Michigan’s three-man rotation of goalies with either minimal or no collegiate playing time was supposed to be the storyline for the No. 3 Michigan hockey team going into its Tuesday night exhibition game against Windsor.

But that story got quickly overshadowed – it was the forwards who effortlessly stole the spotlight in Michigan’s 7-3 route of the Lancers.

“It was good to get a game under our belt where we’re playing against a team other than each other,” said Michigan coach Red Berenson. “It was a good test for our team.”

Despite what the score might reflect, it wasn’t a smooth path to the win, especially when the first period started off shaky for the Wolverines. Freshman Jared Rutledge made his debut between the pipes for the first period, and in the opening moments of the frame, senior forward A.J. Treais’ shot found the back of the net.

But the captain’s goal was waved off and Windsor subsequently took control of the game. Midway through the frame, a Windsor shot from the point was deflected several times before finding twine after being knocked in from the left side of the net with three seconds left on a Michigan penalty kill.

Waved-off goals seemed to be something of a trend for the Wolverines during the first period. Freshman forward Justin Selman eagerly celebrated what he thought was his first goal in a Michigan sweater.

“I think we missed some of our best chances in the first period,” Berenson said. “It wasn’t easy. It was a good game for us because (Windsor is) a good team, and they gave us a good game for half the game.”

As per Berenson’s plan, each period brought a new goalie. Freshman netminder Steve Racine entered in the second period, along with a Wolverine offense that finally found its groove.

Seconds after receiving the opening faceoff from Treais, sophomore forward Phil Di Giuseppe brought the puck up through the slot. He found junior forward Luke Moffatt situated in front of the crease and Moffatt knocked it in to tie the game at one.

Not long after, Selman found the back of the net again and this celebration was justified. And after that, the goals kept rolling. And rolling. And rolling — three goals in the remaining five minutes of the second period.

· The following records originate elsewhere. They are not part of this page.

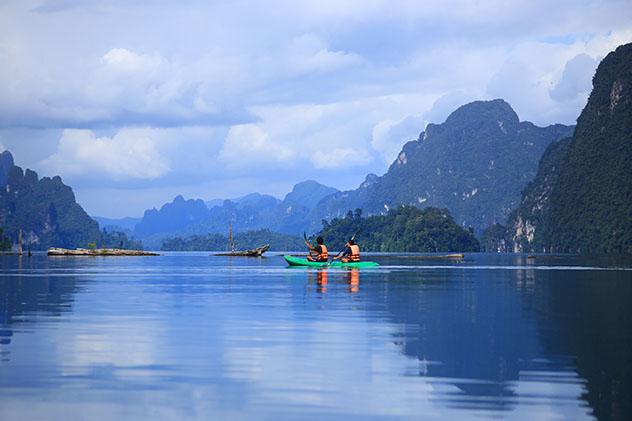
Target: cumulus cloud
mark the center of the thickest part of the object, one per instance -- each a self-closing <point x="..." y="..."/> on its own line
<point x="249" y="145"/>
<point x="388" y="136"/>
<point x="576" y="79"/>
<point x="309" y="53"/>
<point x="283" y="85"/>
<point x="340" y="157"/>
<point x="130" y="154"/>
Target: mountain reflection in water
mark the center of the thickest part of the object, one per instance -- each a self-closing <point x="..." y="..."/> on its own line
<point x="198" y="336"/>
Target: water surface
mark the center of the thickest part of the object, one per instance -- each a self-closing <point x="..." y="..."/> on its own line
<point x="198" y="336"/>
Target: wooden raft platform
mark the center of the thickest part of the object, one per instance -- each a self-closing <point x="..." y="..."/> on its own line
<point x="53" y="251"/>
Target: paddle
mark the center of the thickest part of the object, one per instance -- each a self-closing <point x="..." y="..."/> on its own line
<point x="340" y="252"/>
<point x="309" y="246"/>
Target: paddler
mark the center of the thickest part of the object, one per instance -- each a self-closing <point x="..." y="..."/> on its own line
<point x="319" y="252"/>
<point x="351" y="253"/>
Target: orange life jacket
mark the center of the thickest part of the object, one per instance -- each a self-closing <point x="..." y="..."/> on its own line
<point x="355" y="253"/>
<point x="324" y="255"/>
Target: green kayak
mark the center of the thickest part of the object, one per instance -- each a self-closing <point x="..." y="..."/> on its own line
<point x="297" y="261"/>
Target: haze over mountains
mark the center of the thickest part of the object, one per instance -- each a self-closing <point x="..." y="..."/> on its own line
<point x="475" y="165"/>
<point x="44" y="209"/>
<point x="581" y="200"/>
<point x="576" y="184"/>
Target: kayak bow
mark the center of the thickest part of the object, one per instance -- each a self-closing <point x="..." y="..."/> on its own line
<point x="297" y="261"/>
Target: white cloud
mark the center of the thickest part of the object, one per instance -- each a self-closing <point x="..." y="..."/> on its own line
<point x="302" y="79"/>
<point x="340" y="157"/>
<point x="308" y="53"/>
<point x="576" y="79"/>
<point x="130" y="154"/>
<point x="249" y="145"/>
<point x="389" y="136"/>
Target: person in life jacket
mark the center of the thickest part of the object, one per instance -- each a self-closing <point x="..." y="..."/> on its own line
<point x="318" y="253"/>
<point x="351" y="253"/>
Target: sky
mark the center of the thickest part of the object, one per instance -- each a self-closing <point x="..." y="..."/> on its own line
<point x="133" y="103"/>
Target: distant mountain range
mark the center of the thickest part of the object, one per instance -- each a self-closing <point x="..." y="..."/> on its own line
<point x="581" y="200"/>
<point x="475" y="165"/>
<point x="45" y="209"/>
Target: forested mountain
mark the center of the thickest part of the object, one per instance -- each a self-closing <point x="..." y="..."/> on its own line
<point x="47" y="212"/>
<point x="402" y="229"/>
<point x="45" y="209"/>
<point x="582" y="200"/>
<point x="172" y="217"/>
<point x="475" y="165"/>
<point x="254" y="211"/>
<point x="520" y="234"/>
<point x="243" y="241"/>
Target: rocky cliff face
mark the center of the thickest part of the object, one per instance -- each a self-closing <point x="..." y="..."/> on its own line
<point x="581" y="199"/>
<point x="535" y="205"/>
<point x="591" y="204"/>
<point x="475" y="165"/>
<point x="45" y="209"/>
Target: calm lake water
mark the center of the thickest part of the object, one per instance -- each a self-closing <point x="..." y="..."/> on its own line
<point x="187" y="335"/>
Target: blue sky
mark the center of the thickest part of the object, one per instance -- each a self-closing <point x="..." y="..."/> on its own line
<point x="134" y="103"/>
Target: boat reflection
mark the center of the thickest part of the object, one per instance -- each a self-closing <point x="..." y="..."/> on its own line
<point x="321" y="278"/>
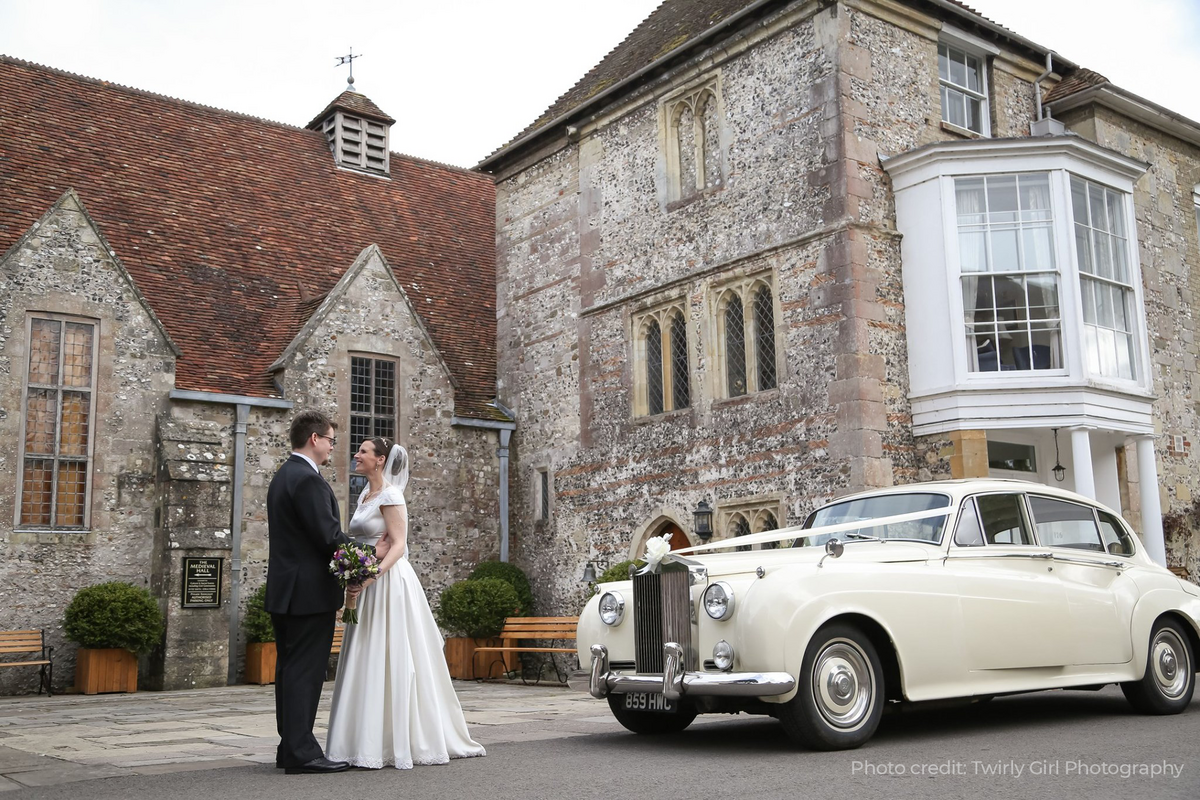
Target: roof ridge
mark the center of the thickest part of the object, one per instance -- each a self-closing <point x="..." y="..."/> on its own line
<point x="144" y="92"/>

The Wolverines were graced with back-to-back power play goals after Windsor was penalized for too many men on the ice. The first belonged to Moffatt, who received a blast feed from freshman defenseman Jacob Trouba at the point, and the second went to Di Giuseppe.

Freshman forward Andrew Copp rounded out Michigan’s scoring in the waning minutes of the second frame. He was assisted by fellow freshman Boo Nieves and Selman.

Junior forward Derek DeBlois’ two third-period goals continued the carnage against the Lancers. Though Windsor managed to cut the lead to 7-3, it just couldn’t find the rest of the goals needed to close the ever-increasing deficit.

According to Berenson, junior netminder Adam Janecyk was on the short end of the stick by coming into the game’s final stanza.

“(The third period), that’s a tough period to come in,” Berenson said. “He hasn’t come in in two periods and then he comes in and our team is laying back a little bit.”

Janecyk never had a chance to see a Lancer wraparound goal, but it was the faulty penalty kill that let the second one sneak past him with three minutes remaining in the game.

But despite somewhat sloppy play, Michigan’s most pleasant surprise of the evening came from the freshmen, who scored two of Michigan’s goals. The placing of three freshmen, Copp, Selman and Nieves on the same line isn’t usually common practice — according to Berenson, that many freshman playing together usually get too excited — but Tuesday, it worked out in the Wolverines’ favor.

“It was a sight to see,” Moffatt said. “It was good to see those freshmen step up early and contribute offensively. They played good defensively too, so that’s what matters.”